Global concurrency makes script more than twice slower than with a local sempahore
Opened this issue · 4 comments
Bug summary
version 1 with semaphore
import asyncio
from prefect import task, flow
sem = asyncio.Semaphore(100)
@task
async def print_value(value):
async with sem:
await asyncio.sleep(10)
print(value)
@flow
async def async_flow():
print("Hello, I'm an async flow")
# runs concurrently
coros = [print_value(i) for i in range(1000)]
await asyncio.gather(*coros)
if __name__ == "__main__":
asyncio.run(async_flow())
This takes 1m 42s
And here the concurrency version with a global concurrency limit called test with 100 slots
import asyncio
from prefect import task, flow
from prefect.concurrency.asyncio import concurrency
@task
async def print_value(value):
async with concurrency("test"):
await asyncio.sleep(10)
print(value)
@flow
async def async_flow():
print("Hello, I'm an async flow")
# runs concurrently
coros = [print_value(i) for i in range(1000)]

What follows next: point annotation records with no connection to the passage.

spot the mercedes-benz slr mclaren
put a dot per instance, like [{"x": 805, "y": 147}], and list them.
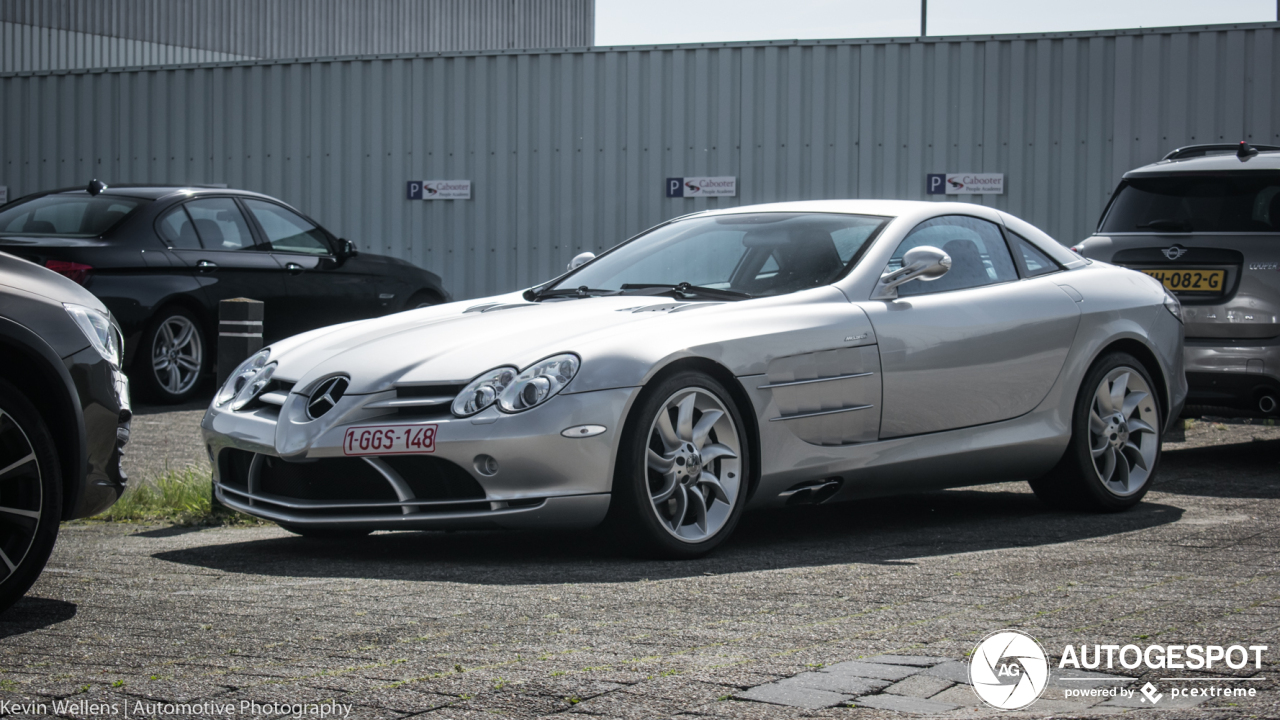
[{"x": 753, "y": 358}]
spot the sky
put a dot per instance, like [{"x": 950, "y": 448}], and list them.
[{"x": 659, "y": 22}]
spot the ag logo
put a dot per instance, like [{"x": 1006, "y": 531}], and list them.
[{"x": 1009, "y": 670}]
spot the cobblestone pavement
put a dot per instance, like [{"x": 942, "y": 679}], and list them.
[{"x": 522, "y": 625}]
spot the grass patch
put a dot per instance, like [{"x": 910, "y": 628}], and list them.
[{"x": 181, "y": 497}]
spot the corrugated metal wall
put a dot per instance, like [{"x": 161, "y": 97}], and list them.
[
  {"x": 50, "y": 35},
  {"x": 568, "y": 150}
]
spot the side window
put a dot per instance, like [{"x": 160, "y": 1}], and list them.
[
  {"x": 1033, "y": 260},
  {"x": 978, "y": 254},
  {"x": 287, "y": 231},
  {"x": 177, "y": 229},
  {"x": 220, "y": 224}
]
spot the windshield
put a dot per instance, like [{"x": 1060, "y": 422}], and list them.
[
  {"x": 72, "y": 215},
  {"x": 1197, "y": 203},
  {"x": 758, "y": 254}
]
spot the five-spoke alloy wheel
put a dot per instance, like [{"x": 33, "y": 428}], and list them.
[
  {"x": 30, "y": 495},
  {"x": 682, "y": 472},
  {"x": 1115, "y": 440},
  {"x": 176, "y": 356}
]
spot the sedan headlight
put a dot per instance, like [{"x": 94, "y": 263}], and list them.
[
  {"x": 483, "y": 391},
  {"x": 99, "y": 329},
  {"x": 539, "y": 383},
  {"x": 246, "y": 382},
  {"x": 1173, "y": 305}
]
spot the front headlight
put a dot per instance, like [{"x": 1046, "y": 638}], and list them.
[
  {"x": 246, "y": 382},
  {"x": 1174, "y": 305},
  {"x": 483, "y": 391},
  {"x": 539, "y": 383},
  {"x": 99, "y": 329}
]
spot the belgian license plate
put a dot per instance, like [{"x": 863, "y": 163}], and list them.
[
  {"x": 1191, "y": 279},
  {"x": 389, "y": 440}
]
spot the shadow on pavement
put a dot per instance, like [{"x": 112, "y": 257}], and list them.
[
  {"x": 32, "y": 614},
  {"x": 1244, "y": 469},
  {"x": 894, "y": 531}
]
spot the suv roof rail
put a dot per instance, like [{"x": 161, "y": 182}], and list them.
[{"x": 1242, "y": 147}]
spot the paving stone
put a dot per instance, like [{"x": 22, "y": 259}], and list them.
[
  {"x": 794, "y": 696},
  {"x": 901, "y": 703},
  {"x": 951, "y": 670},
  {"x": 919, "y": 686},
  {"x": 837, "y": 683},
  {"x": 877, "y": 670},
  {"x": 917, "y": 660}
]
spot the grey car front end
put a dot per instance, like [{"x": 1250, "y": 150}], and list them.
[{"x": 823, "y": 351}]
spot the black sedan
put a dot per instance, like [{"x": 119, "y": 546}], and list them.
[
  {"x": 64, "y": 415},
  {"x": 161, "y": 259}
]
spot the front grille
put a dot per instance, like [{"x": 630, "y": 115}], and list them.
[{"x": 346, "y": 486}]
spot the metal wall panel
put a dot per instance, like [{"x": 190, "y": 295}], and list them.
[
  {"x": 568, "y": 150},
  {"x": 54, "y": 35}
]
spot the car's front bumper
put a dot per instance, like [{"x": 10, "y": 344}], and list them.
[
  {"x": 282, "y": 466},
  {"x": 1237, "y": 374},
  {"x": 104, "y": 396}
]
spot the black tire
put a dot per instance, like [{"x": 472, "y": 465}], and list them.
[
  {"x": 1077, "y": 482},
  {"x": 634, "y": 516},
  {"x": 327, "y": 533},
  {"x": 158, "y": 384},
  {"x": 423, "y": 299},
  {"x": 30, "y": 484}
]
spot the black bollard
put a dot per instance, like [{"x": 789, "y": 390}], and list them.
[{"x": 240, "y": 333}]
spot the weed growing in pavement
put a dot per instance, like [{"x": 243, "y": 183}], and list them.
[{"x": 181, "y": 497}]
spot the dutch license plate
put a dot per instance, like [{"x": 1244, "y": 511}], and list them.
[
  {"x": 389, "y": 440},
  {"x": 1191, "y": 279}
]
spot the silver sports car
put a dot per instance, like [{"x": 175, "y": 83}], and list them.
[{"x": 758, "y": 356}]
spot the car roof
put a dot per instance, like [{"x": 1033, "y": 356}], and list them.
[
  {"x": 1223, "y": 162},
  {"x": 158, "y": 191}
]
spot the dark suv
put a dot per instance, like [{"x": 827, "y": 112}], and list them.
[
  {"x": 161, "y": 259},
  {"x": 1206, "y": 222}
]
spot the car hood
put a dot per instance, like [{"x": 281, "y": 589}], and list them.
[{"x": 453, "y": 343}]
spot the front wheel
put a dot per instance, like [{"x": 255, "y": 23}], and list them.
[
  {"x": 31, "y": 496},
  {"x": 173, "y": 356},
  {"x": 1116, "y": 423},
  {"x": 682, "y": 469}
]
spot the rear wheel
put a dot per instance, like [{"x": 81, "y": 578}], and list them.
[
  {"x": 680, "y": 482},
  {"x": 1115, "y": 441},
  {"x": 327, "y": 533},
  {"x": 173, "y": 356},
  {"x": 31, "y": 497}
]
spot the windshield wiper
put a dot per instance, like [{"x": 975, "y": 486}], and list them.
[
  {"x": 1168, "y": 224},
  {"x": 572, "y": 292},
  {"x": 684, "y": 290}
]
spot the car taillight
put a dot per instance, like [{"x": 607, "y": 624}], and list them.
[{"x": 77, "y": 272}]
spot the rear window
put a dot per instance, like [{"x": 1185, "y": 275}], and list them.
[
  {"x": 72, "y": 215},
  {"x": 1197, "y": 203}
]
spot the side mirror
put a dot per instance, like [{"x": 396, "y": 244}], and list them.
[
  {"x": 923, "y": 263},
  {"x": 581, "y": 259}
]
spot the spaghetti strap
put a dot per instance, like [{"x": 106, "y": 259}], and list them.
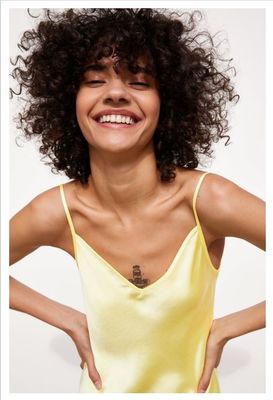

await asyncio.gather(*coros)
if __name__ == "__main__":
asyncio.run(async_flow())
It takes 4m 6s
This is more than twice as slow.
Version info
Version: 3.1.0
API version: 0.8.4
Python version: 3.12.4
Git commit: a83ba39b
Built: Thu, Oct 31, 2024 12:43 PM
OS/Arch: darwin/arm64
Profile: local
Server type: cloud
Pydantic version: 2.8.2
Integrations:
prefect-gcp: 0.6.1
Additional context
No response
What region of the world, roughly are you located? (Trying to figure out if it's just a network latency thing)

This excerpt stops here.